Сама опочивальня, тонувшая в этом мягком полусвете, представляла из себя довольно обширную комнату с двумя окнами, выходившими в тот же сад, куда выходили окна комнаты Якова Потаповича, и завешанными, за поздним ночным временем, холщовыми, вышитыми узорным русским шитьем занавесками, с большой лежанкой из белых изразцов с причудливыми синими разводами.
У стены, слева от входа, стояла высокая кровать с толстейшей периной, множеством белоснежных подушек и стеганым голубым шелковым одеялом.

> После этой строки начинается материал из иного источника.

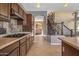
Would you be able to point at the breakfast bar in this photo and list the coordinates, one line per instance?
(70, 46)
(15, 44)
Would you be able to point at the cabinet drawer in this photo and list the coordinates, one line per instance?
(22, 40)
(9, 48)
(23, 49)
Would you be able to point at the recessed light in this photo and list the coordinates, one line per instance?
(38, 5)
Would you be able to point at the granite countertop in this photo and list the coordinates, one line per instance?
(72, 41)
(4, 42)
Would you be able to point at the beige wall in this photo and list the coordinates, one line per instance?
(65, 17)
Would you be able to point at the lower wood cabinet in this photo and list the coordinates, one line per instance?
(12, 50)
(19, 48)
(23, 49)
(15, 52)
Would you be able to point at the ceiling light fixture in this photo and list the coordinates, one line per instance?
(65, 5)
(38, 5)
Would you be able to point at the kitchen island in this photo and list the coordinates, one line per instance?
(70, 46)
(15, 44)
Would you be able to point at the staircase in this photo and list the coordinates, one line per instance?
(58, 28)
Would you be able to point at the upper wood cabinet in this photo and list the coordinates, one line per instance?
(5, 9)
(15, 6)
(21, 11)
(29, 22)
(25, 19)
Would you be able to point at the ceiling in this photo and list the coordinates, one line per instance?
(44, 7)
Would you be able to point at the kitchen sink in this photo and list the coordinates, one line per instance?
(15, 35)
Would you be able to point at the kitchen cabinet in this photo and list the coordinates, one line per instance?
(29, 22)
(18, 48)
(25, 19)
(23, 47)
(11, 50)
(15, 52)
(4, 10)
(15, 7)
(21, 12)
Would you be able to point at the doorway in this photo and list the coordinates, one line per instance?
(38, 25)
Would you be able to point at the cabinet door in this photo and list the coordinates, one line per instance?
(23, 49)
(4, 9)
(25, 19)
(15, 52)
(21, 11)
(29, 22)
(15, 6)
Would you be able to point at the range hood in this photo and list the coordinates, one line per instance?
(15, 15)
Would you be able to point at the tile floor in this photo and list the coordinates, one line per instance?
(41, 47)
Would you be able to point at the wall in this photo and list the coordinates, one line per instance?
(67, 18)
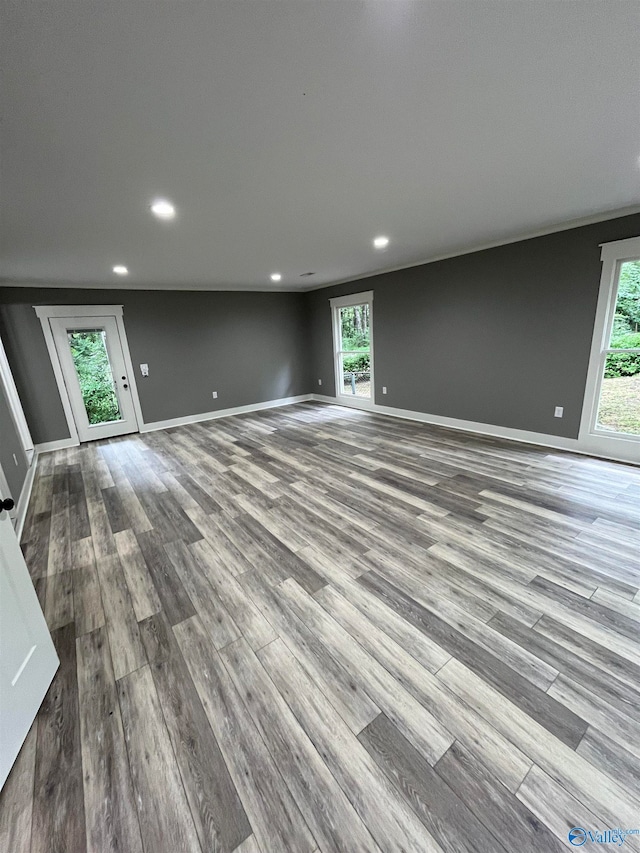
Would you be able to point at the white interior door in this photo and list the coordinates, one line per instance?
(92, 360)
(28, 659)
(353, 348)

В углу, противоположном переднему, было повешено довольно большое зеркало в рамке искусной немецкой работы из деревянной мозаики, а под ним стоял стол, весь закрытый белыми ручниками, с ярко и густо вышитыми концами; несколько таких же ручников были повешены на зеркало.
Атмосфера комнаты не была, по обычаю того времени, жарко натопленной, но входившего охватывала чарующая, манящая к неге, умеренная теплота, а вместе с тем и какая-то живительная свежесть.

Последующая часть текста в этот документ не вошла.